Malumumuz, emperyalistlerin içerideki işbirlikçileriyle birlikte giriştikleri son darbe milletin topyekûn kıyamı ile akamete uğratıldı. Ancak geçen dört yıla baktığımızda, hükümetin 15 Temmuz ruhuna hakkıyla ve layıkıyla sahip çıkmadığını görüyoruz.

Şu bir gerçektir ki, Atatürk’ün devrimleri başta olmak üzere ondan sonra neredeyse her 10 yılda bir yapılan devrimlerin hedefinde Anadolu insanının inancı olagelmiştir. Bütün bunlara rağmen Anadolu insanı maruz kaldığı onca zulümlere, katliamlara, devrimlere ve darbelere rağmen imanından aldığı güç ile asaletini, metanetini, izzetini ve haysiyetini hep korumuş ve verdiği mücadele ile sabrını bilemiştir. Milletin 15 Temmuz’da kendisine kast etmeye yeltenen şer güçleri ayaklarının altına alması da bilenmiş bu sabrın semeresidir. Ancak şehitlerin kanı dahi henüz kurumadan 15 Temmuz ruhunun kirletilmeye ve hedefinden saptırılmaya çalışıldığı gibi bir durumla karşı karşıya olduğumuz da bir gerçektir. Hele hele o gece milletle birlikte meydanlara akmak yerine kimisi kendince güvenli yerlere gizlenen ve kimisi de darbecilerle olan birilerinin bugün 15 Temmuz adına konuşuyor olduklarını görmek durumun vahametini kavramamız açısından ayrıca bir önem arz etmektedir. Elbette ki, o melun kalkışmanın hedeflerinden biri de Sayın Erdoğan idi. Dolayısıyla kendisi de bu bağlamda bir Anadolulu olan Sayın Erdoğan’dan ve hükümetinden bu milletin beklediği biricik şey, kendisine emanet ettiği iradesini idareye ve yasamaya yansıtmasıdır. Çünkü iradesini idaresine ve yasamaya yansıtmadığı sürece bu ülkenin eşit vatandaşı olmadığının ve kaderinin despot bir azınlığın pençesinde olduğunun bilincindedir. Milletin bu hassasiyetini kendisine rehber edinmesi gereken Erdoğan’ın (ve hükümetinin) milletin bu hassasiyeti doğrultusunda hareket etmek yerine 15 Temmuz ruhuyla örtüşmeyen kimi yasaları yürürlüğe koyması millette derin endişelere ve güvensizliğe yol açmıştır. Temennimiz, elindeki gücü daha fazla güç devşirmek için değil, adaletin tesisi için seferber etmesidir.

FETÖ ile mücadele…

FETÖ’nün özelde Türklerin ve genelde Müslümanların tarihlerindeki en büyük ihanet olduğunda şüphe yoktur. Bizler bu ve benzeri yapıları içimizde barındırmadığımız oranda izzetimizi korumuş olacağız ve Türkiye de içine sızan bu ve benzer yapılardan kendisini temizlediği oranda bağımsızlaşacaktır.
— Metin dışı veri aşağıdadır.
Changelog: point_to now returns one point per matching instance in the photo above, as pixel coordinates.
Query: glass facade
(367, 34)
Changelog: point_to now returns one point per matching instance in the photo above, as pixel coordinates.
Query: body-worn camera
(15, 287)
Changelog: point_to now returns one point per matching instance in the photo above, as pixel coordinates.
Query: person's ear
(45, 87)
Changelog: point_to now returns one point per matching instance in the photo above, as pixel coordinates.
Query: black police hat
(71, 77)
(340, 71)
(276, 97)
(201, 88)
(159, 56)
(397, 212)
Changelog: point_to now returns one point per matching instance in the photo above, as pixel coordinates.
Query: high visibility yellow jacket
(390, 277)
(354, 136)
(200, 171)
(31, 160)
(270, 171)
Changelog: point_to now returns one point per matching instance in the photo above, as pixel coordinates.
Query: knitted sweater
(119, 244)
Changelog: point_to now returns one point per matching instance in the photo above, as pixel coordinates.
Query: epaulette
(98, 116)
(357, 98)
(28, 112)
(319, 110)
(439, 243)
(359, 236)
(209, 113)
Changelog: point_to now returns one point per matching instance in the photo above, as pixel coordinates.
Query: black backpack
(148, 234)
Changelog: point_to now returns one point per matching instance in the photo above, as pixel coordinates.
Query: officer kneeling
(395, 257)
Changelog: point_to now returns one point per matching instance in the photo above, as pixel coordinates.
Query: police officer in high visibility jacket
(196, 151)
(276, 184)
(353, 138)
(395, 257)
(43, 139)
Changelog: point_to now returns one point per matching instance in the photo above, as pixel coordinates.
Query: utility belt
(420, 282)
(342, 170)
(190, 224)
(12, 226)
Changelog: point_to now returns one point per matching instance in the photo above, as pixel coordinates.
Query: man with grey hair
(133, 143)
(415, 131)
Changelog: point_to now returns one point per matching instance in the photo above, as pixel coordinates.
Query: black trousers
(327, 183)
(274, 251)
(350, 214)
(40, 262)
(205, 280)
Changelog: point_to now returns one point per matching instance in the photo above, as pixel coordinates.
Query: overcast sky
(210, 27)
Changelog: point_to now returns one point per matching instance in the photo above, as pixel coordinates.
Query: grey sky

Bu bilinç ve bakış açısıyla FETÖ ile mücadeleyi değerlendirdiğimizde, arzuladığımız başarının oldukça gerisinde kaldığımızı görürüz. Zaten herkes (ve her siyasi parti) ısrarla kendi FETÖ’sünü koruyup kolladığı sürece kayda değer bir başarı da sağlanamayacaktır.

Ne dersek diyelim ve ne yaparsak yapalım, yaşayacağımız güzelliklerin de kötülüklerin de kendi eserimiz olduğunu unutmayalım. Bugüne kadar ne hak ve adalet ekenler zulüm biçmiştir ve ne de zulüm ekenler adalet biçmiştir.